A l’Eucharistie nous portons sur l’autel, avec le pain et le vin - fruits de la terre et du travail des hommes - l’humanité entière. Nous traversons alors, et ce soir plus particulièrement, les couloirs des hôpitaux, des salles de réanimation. Nous allons à la rencontre des personnes âgées marquées par la solitude dans les EHPAD ou chez elles. Nous osons frapper à la porte des cellules des prisons. Nous entrons dans les centres de rétention pour visiter ces hommes et femmes exilés de leurs pays et si souvent abandonnés à leur sort d’errance. Nous rejoignons l’humanité blessée, quel que soit son nom. Nous visitons aussi celles et ceux qui sont assis autour de la table familiale, se demandant combien de temps cela va durer, mais trouvant dans ce confinement une occasion particulière pour se retrouver et mieux s’écouter… avec parfois des tensions.

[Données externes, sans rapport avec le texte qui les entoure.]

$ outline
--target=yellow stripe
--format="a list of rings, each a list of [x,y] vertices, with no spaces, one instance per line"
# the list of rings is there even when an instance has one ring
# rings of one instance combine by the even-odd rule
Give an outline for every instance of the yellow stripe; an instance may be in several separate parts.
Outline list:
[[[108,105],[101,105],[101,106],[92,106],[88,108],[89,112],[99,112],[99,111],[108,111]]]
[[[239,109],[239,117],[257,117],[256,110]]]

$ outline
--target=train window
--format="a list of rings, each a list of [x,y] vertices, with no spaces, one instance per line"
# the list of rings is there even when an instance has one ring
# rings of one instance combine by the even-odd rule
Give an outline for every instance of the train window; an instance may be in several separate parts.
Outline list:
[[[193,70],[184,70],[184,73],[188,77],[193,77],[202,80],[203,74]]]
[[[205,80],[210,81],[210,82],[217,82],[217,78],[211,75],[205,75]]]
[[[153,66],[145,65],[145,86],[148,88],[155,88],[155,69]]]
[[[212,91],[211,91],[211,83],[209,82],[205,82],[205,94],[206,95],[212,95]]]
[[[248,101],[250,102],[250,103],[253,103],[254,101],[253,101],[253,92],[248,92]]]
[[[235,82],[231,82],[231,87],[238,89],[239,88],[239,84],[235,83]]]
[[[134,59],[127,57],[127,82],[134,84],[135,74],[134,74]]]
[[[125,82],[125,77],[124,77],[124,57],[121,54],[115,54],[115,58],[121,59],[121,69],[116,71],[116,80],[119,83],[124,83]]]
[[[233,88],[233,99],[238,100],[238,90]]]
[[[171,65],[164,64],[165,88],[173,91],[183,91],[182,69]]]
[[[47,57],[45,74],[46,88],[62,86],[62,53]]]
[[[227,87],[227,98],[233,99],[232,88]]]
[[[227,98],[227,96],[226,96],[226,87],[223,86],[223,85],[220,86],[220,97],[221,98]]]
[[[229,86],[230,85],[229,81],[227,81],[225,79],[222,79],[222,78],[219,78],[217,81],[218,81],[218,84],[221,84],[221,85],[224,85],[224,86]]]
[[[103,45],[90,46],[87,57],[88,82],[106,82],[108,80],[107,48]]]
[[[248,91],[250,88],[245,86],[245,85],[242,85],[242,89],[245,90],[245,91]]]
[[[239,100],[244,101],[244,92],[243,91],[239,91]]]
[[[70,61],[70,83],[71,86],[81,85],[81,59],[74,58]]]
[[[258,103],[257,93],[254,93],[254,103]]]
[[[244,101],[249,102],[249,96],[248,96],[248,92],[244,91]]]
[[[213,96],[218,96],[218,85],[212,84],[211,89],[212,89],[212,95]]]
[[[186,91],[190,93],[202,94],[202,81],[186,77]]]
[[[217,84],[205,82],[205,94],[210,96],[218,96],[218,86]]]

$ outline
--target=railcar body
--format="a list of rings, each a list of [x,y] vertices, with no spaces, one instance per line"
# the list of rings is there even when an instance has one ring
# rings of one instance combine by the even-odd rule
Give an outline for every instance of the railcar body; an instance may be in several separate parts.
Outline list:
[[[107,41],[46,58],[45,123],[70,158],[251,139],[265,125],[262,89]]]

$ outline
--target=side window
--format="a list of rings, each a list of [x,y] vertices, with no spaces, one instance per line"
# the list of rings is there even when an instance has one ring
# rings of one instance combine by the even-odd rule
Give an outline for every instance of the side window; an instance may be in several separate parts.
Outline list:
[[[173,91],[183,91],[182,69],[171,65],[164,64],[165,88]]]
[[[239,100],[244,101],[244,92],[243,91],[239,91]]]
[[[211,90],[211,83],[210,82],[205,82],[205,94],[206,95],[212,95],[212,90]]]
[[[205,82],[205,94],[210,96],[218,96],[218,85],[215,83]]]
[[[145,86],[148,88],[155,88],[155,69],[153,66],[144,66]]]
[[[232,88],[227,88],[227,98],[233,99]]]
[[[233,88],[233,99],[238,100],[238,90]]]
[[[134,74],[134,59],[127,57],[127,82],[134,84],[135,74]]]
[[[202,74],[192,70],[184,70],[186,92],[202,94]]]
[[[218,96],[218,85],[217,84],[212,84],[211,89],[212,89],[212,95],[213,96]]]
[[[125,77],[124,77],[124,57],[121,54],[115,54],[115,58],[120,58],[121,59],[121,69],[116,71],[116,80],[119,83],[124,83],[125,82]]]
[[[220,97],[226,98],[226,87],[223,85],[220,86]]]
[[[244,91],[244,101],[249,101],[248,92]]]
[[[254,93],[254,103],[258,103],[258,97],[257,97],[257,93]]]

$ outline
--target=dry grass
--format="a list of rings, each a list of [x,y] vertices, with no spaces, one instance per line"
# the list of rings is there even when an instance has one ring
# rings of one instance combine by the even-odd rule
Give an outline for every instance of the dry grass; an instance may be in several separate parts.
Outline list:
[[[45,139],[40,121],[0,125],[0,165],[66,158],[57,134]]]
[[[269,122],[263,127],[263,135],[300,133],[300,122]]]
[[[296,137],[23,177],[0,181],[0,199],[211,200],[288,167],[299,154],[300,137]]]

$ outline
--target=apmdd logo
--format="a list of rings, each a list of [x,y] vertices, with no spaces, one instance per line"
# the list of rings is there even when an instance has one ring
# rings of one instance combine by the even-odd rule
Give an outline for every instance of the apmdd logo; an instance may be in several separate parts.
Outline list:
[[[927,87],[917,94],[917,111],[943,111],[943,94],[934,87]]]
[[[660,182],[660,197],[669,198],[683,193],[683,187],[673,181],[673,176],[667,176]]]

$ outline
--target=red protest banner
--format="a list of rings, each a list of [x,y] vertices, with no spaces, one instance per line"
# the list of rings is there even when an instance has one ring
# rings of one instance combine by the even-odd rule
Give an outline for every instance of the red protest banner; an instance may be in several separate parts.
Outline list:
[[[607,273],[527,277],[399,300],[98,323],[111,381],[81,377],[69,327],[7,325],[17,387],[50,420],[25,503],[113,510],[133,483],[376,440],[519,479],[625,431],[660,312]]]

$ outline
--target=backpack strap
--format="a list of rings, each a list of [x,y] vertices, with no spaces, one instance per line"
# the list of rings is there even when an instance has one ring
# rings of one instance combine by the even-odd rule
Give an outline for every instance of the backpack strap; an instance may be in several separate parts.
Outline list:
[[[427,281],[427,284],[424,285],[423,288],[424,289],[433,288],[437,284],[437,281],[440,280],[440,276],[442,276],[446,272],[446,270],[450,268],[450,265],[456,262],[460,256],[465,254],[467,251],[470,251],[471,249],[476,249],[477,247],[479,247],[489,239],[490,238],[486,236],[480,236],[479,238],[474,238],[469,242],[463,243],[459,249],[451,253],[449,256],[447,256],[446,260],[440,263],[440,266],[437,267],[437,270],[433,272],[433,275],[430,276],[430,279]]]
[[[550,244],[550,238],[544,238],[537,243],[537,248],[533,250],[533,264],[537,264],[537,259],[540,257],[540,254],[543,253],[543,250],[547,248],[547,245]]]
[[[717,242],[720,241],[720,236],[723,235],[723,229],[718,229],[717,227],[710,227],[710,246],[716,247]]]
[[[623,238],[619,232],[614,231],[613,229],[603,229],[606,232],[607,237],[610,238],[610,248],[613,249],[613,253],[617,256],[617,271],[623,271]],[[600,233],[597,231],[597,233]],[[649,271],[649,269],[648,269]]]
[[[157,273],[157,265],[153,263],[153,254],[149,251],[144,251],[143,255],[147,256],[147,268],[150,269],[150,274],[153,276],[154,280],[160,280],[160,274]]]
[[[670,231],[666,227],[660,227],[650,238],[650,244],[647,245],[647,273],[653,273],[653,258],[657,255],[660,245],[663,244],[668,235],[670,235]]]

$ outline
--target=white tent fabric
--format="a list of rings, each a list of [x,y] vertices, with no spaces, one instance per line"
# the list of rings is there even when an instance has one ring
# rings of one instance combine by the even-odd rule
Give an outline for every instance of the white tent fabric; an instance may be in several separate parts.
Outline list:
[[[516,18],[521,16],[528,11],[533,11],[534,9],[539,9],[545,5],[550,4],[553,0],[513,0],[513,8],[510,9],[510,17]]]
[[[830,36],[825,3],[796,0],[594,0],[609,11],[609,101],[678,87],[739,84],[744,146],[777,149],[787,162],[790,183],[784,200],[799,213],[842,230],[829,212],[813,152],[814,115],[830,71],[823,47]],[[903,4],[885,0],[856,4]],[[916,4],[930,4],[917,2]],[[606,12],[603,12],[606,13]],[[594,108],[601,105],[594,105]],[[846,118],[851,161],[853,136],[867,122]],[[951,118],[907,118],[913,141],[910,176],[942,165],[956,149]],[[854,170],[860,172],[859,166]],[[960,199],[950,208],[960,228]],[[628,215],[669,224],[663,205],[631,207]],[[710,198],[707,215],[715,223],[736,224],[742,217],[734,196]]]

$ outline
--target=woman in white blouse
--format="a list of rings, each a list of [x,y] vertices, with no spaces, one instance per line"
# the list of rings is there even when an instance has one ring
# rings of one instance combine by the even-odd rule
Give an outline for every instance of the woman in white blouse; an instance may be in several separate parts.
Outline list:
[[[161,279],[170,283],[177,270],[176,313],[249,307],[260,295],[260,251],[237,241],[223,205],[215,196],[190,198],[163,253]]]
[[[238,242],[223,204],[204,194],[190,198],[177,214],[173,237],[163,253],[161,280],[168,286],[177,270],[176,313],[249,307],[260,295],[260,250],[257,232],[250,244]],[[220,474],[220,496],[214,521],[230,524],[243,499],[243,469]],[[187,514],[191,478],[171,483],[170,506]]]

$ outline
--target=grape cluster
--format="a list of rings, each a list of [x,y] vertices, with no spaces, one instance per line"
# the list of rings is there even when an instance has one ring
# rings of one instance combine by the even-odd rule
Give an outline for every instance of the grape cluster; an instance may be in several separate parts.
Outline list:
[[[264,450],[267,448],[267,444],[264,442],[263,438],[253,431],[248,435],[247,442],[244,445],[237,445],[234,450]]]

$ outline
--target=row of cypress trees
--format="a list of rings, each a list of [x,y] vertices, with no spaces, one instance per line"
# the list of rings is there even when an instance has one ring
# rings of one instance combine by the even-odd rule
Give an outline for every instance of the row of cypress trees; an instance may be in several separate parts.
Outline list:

Et Jésus – Pain de Dieu - s’offre pour toute cette humanité qu’Il a rencontrée hier en se faisant homme parmi les hommes, qu’Il rencontre aujourd’hui encore. Il prend l’initiative de rassembler ses disciples en cette fête de la pâque juive, rappel du passage en Terre Promise, rappel d’une libération. Mais « au cours du repas » nous dit l’évangéliste St Jean, Jésus va instaurer un autre signe, signe réservé à l’esclave : celui de laver les pieds de ses disciples. Ce geste va devenir la trace de l’amour donné. Lui, le Seigneur et la Maître, enseigne une dernière fois à ses amis que l’amour du prochain est lié à cette célébration du repas pascal. On ne peut participer à l’Eucharistie et rester indifférent aux autres. Ainsi le service du Frère et de la Sœur et la participation à l’Eucharistie sont intimement liés, et pour toujours.

Toute Eucharistie a ce ressort de nous ouvrir à Dieu et aux hommes. A travers cette épreuve de ne pas pouvoir nous rassembler pour prier ensemble, Dieu développe sa Présence et renouvelle notre fraternité. Aussi j’aimerais crier à tous ceux qui se sentent privés de cette nourriture divine : « Ne soyez pas attristés, notre communion, à nous qui pouvons vivre cette Eucharistie du Jeudi Saint, est aussi pour vous. Dieu ne peut que développer sa présence d’une manière ou d’une autre, auprès de chacun de vous. »

Malades, médecins, infirmières, personnels soignants en EHPAD, vous qui êtes en peine depuis la mort de l’un de vos proches, commerçants qui poursuivez votre métier non sans risques, tous celles et ceux qui veillez sur nous, cette eucharistie est pour vous. Prêtres célébrant le mystère de la Présence de Dieu depuis votre ordination et en ce jour privé de peuple, vous concélébrez avec nous. Vous vous rassemblez en familles devant un écran pour suivre la messe de la Cène du Seigneur parce que privés d’Eucharistie depuis trop longtemps, vous êtes tous avec nous ce soir et cette Eucharistie est offerte pour vous et avec vous. « Heureux les invités au repas du Seigneur. » Jamais notre petite chapelle des Carmes à Avon n’a été aussi remplie ce soir de tous ces visages. Nourris par la Parole de Dieu, allons maintenant faire mémoire ensemble de ce don de l’amour : Dieu se fait nourriture pour que nous devenions nous aussi un pain béni pour la vie de nos frères et sœurs, que nous devenions toujours plus un signe de la présence de Dieu en son Fils Jésus.

Tous ensemble, rendons grâce pour ce don de l’Amour, ce don de l’Eucharistie, mystère inépuisable et à jamais présent.